Today, of course, children are worshipped, wrapped in cotton wool and helicoptered over by parents who think of them as deities rather than the largely ungrateful little brats they are.
They are also, in far too many cases, financially insulated from the harsh realities of life by people who seem to believe that their own hard work and struggles were undertaken purely so that they could pass on a life of low-stress and even lower effort to their offspring.
I'm talking here about the kind of people who are so upset about how hard it is for kids to get a Nike Air Jordan-clad foot on the property ladder that they go out and buy investment properties and then hand the keys to their children.
I am distant associates with one couple who have four children and have bought enough land to build a townhouse for each of them to inherit as soon as they turn 18.
No, this is not like buying your children their first car, or giving them half the money for their first overseas trip, this is absurdly unnecessary and almost certainly psychologically damaging.
I'm not saying that all trustafarians (or trust-fund kids) are bad people, just that all the ones I've ever met are.
The struggles of real life, the ability to understand what a dollar is worth and how difficult it is to accumulate enough of them to make something of yourself is, arguably, one of the most important lessons any of us ever learn.
How many sweaty, oleaginous shifts at KFC is your child going to volunteer for if they know they've already got the keys to their first home dangling in front of them like a big, flashing invitation to move into Lazy Town?
How hard does anyone work if there is no fear of failure? If they know that if they fall, they will not land on hard times but on a giant feather bed stuffed with easy money?
Frankly, I don't think this whole sad scenario is driven by the enormous cost of property today - or even the fact that Boomers have made so much out of the house-price explosion that they just don't know what to do with all their profits - it's more indicative of the idea that today's children are somehow different, more precious, more in need of protection from any kind of challenges or even negative thoughts.
You can see it in every corner of society, from the fact that many children's sports now refuse to keep score - so that neither side has to suffer the indignity of losing, ever - to the millennial malaise of employees who feel it is their right to leave any job that has not given them at least two promotions in their first six months in a new role.
Apparently, there are restrictions these days on what age children can go to work - the Middle Ages recruitment agencies would be appalled - but by age 13 I'd already been sweating my backside off on a milk run.

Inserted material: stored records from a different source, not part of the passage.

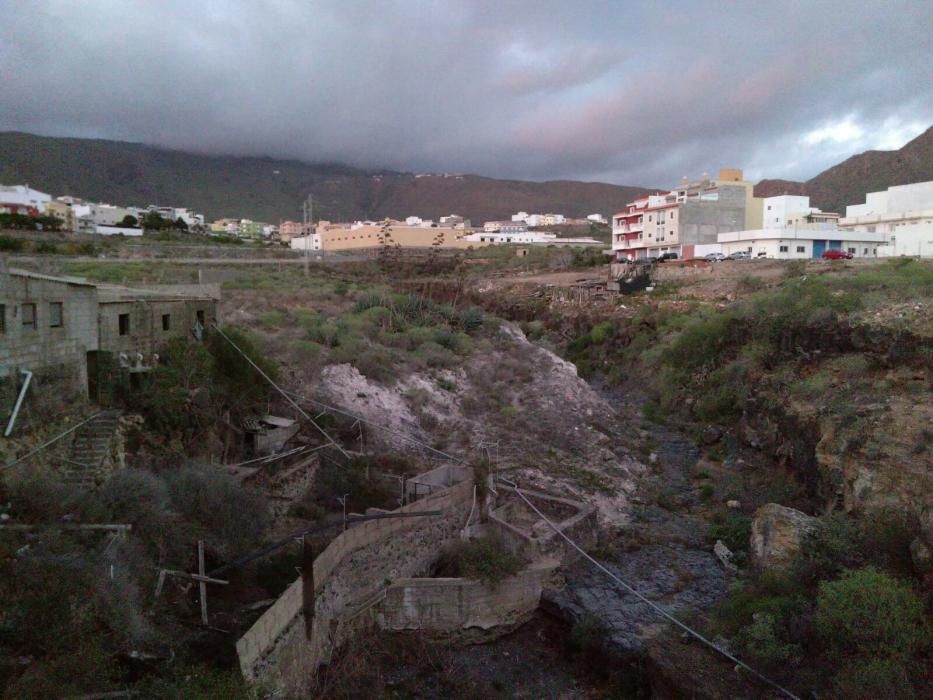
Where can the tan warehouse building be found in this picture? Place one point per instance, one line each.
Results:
(335, 237)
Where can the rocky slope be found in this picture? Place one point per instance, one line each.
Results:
(520, 405)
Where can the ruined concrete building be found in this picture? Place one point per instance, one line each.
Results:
(49, 322)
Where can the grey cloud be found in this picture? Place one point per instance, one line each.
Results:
(626, 92)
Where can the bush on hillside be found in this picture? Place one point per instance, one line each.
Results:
(868, 614)
(233, 517)
(485, 559)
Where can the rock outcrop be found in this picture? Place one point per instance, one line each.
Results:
(777, 535)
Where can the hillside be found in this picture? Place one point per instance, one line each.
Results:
(266, 189)
(871, 171)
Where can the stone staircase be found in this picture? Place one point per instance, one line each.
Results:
(90, 450)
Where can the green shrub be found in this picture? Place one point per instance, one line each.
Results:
(471, 319)
(601, 332)
(880, 538)
(762, 641)
(795, 268)
(485, 559)
(749, 283)
(235, 518)
(871, 679)
(336, 477)
(812, 386)
(9, 244)
(233, 379)
(734, 528)
(869, 614)
(47, 248)
(435, 356)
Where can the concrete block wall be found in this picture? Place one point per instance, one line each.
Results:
(145, 333)
(454, 605)
(41, 345)
(356, 565)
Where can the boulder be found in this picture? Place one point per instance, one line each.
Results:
(777, 534)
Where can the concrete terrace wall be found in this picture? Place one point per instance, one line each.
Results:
(349, 575)
(41, 345)
(455, 605)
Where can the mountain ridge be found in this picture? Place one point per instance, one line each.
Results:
(270, 189)
(871, 171)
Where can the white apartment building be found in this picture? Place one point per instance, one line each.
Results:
(800, 242)
(529, 238)
(14, 198)
(687, 220)
(536, 220)
(787, 210)
(511, 227)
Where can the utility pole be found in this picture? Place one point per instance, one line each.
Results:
(307, 209)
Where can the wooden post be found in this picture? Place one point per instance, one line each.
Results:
(202, 586)
(307, 583)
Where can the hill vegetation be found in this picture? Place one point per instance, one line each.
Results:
(266, 189)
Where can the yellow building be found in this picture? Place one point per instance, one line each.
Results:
(331, 237)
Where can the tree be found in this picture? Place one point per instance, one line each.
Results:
(50, 223)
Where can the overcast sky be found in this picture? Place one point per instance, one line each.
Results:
(626, 92)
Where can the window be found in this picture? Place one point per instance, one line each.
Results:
(55, 314)
(29, 316)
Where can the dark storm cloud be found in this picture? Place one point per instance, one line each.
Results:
(625, 92)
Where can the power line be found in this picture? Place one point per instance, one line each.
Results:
(281, 391)
(657, 608)
(573, 544)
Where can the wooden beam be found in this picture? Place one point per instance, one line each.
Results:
(202, 586)
(307, 583)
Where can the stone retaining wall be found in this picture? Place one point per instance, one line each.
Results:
(356, 567)
(461, 606)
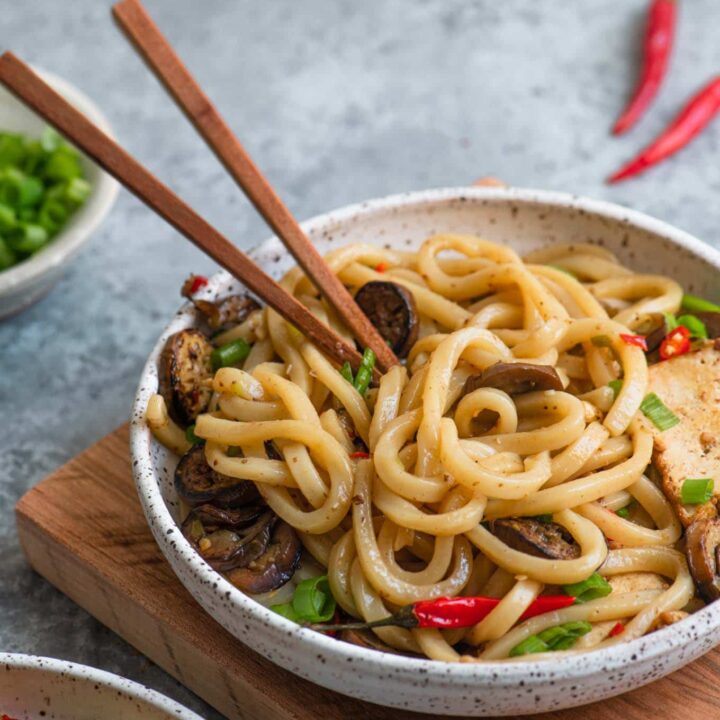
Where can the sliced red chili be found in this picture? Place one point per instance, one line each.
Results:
(359, 455)
(676, 342)
(637, 340)
(656, 53)
(197, 282)
(617, 629)
(688, 124)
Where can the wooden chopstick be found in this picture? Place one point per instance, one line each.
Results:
(170, 70)
(20, 79)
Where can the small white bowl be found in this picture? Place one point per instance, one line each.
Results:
(28, 281)
(33, 687)
(526, 220)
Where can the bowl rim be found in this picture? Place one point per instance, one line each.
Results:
(573, 664)
(78, 671)
(70, 239)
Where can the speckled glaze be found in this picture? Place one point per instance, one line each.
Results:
(29, 281)
(524, 219)
(33, 687)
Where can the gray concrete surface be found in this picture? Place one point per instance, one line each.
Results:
(338, 101)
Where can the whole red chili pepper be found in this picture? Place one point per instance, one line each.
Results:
(452, 613)
(656, 53)
(637, 340)
(676, 342)
(688, 124)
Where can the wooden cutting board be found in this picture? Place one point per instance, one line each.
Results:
(84, 531)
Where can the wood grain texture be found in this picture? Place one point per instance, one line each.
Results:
(34, 92)
(84, 531)
(179, 82)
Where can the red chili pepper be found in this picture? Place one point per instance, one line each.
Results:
(687, 125)
(199, 281)
(656, 53)
(453, 613)
(359, 455)
(618, 629)
(637, 340)
(676, 342)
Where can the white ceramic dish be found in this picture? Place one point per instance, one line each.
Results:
(526, 220)
(27, 282)
(32, 688)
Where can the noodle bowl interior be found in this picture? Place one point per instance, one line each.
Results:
(514, 455)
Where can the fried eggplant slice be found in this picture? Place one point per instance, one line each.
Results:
(185, 374)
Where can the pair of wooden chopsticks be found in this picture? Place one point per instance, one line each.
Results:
(139, 26)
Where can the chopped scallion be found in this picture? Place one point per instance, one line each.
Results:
(312, 602)
(658, 413)
(231, 354)
(696, 304)
(694, 325)
(596, 586)
(696, 491)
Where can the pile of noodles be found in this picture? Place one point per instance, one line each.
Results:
(407, 524)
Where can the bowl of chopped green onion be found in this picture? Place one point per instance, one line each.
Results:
(52, 198)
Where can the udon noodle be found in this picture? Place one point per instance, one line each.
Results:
(413, 521)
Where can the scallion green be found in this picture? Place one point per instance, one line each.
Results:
(231, 354)
(594, 587)
(694, 325)
(696, 491)
(692, 303)
(312, 602)
(658, 413)
(363, 377)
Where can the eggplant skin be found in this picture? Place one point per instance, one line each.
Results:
(274, 567)
(184, 371)
(198, 484)
(392, 310)
(536, 538)
(702, 549)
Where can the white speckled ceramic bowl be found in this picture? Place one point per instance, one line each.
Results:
(32, 688)
(29, 281)
(524, 219)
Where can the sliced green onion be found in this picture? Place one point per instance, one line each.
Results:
(346, 372)
(564, 636)
(27, 238)
(529, 646)
(77, 192)
(8, 218)
(19, 190)
(696, 491)
(191, 437)
(596, 586)
(363, 376)
(286, 610)
(63, 164)
(50, 139)
(313, 601)
(696, 304)
(694, 325)
(658, 413)
(230, 354)
(615, 386)
(670, 321)
(7, 255)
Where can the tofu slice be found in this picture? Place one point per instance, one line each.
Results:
(690, 386)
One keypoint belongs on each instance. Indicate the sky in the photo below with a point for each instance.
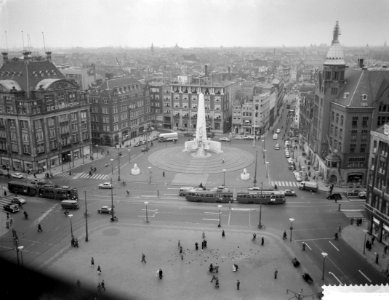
(191, 23)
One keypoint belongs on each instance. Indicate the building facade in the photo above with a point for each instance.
(44, 118)
(180, 103)
(120, 110)
(377, 202)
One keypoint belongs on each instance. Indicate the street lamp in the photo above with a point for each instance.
(120, 154)
(260, 209)
(149, 174)
(364, 242)
(20, 249)
(71, 226)
(147, 216)
(324, 254)
(291, 227)
(219, 206)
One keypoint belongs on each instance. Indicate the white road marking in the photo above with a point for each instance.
(333, 246)
(367, 278)
(333, 275)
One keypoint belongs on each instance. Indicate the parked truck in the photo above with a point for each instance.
(309, 186)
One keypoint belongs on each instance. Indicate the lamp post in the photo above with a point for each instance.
(119, 155)
(364, 241)
(324, 254)
(147, 216)
(20, 249)
(291, 227)
(219, 206)
(260, 209)
(71, 226)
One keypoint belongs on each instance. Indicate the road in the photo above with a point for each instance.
(316, 219)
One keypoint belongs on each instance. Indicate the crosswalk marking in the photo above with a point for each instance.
(285, 183)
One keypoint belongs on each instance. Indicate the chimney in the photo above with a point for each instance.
(48, 56)
(5, 57)
(26, 54)
(360, 62)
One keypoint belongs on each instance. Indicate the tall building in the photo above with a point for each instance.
(120, 110)
(377, 203)
(44, 118)
(345, 109)
(180, 106)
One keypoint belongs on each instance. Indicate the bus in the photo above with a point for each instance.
(261, 197)
(28, 188)
(167, 137)
(215, 196)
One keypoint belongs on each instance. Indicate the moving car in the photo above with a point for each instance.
(104, 210)
(17, 175)
(289, 193)
(12, 208)
(334, 196)
(105, 185)
(18, 200)
(224, 139)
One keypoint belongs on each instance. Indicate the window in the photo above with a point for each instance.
(354, 122)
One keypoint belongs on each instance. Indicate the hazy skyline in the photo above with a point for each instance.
(191, 23)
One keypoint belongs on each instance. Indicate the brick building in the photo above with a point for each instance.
(44, 118)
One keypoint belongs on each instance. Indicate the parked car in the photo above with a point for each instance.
(224, 139)
(104, 210)
(105, 185)
(290, 193)
(12, 208)
(17, 175)
(18, 200)
(334, 196)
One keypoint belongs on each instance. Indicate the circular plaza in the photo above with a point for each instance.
(174, 159)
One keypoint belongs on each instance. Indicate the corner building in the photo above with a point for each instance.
(44, 118)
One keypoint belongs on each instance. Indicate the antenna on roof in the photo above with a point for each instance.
(23, 40)
(44, 44)
(6, 39)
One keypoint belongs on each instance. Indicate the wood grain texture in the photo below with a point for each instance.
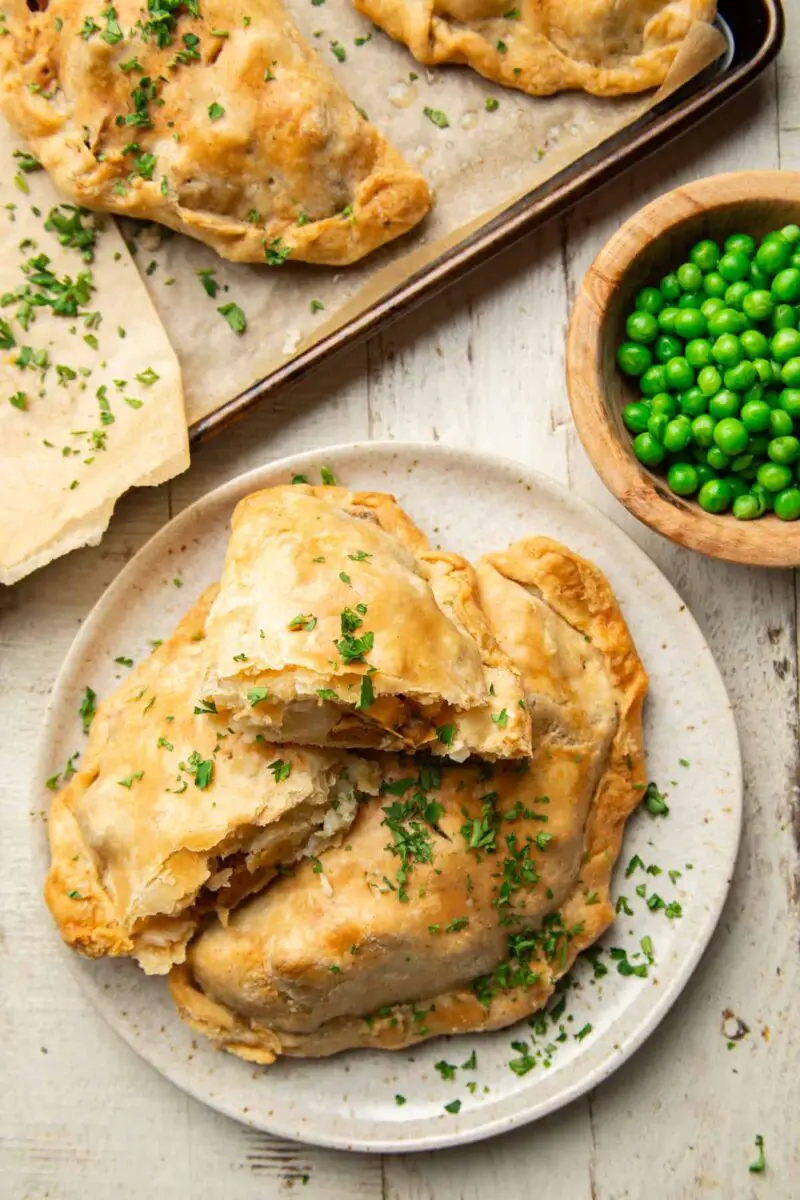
(647, 246)
(83, 1119)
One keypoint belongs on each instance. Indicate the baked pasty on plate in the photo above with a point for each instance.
(215, 119)
(172, 814)
(337, 624)
(605, 47)
(463, 893)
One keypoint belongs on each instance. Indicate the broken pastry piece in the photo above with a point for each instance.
(465, 892)
(172, 814)
(605, 47)
(215, 119)
(336, 624)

My memories of that time aren't, however, of the backbreaking slog of chasing a milk truck driven by a sadist while juggling a dozen empty bottles in each of my hands, but of the sweet, rich moment at the end of the night when I was handed a tiny envelope filled with cash.
Work equalled money, I could see, and working harder, or smarter, could lead to even more.
Yes, it's possible that my ideas are as outdated and unimaginable to today's teens as the concept of fresh milk turning up on your doorstep every evening, but the bad news, for my children, is that I'm not willing to let go of them.
Nor am I likely to buy them an investment property each. The only leg up they'll get from me is a foot in the backside.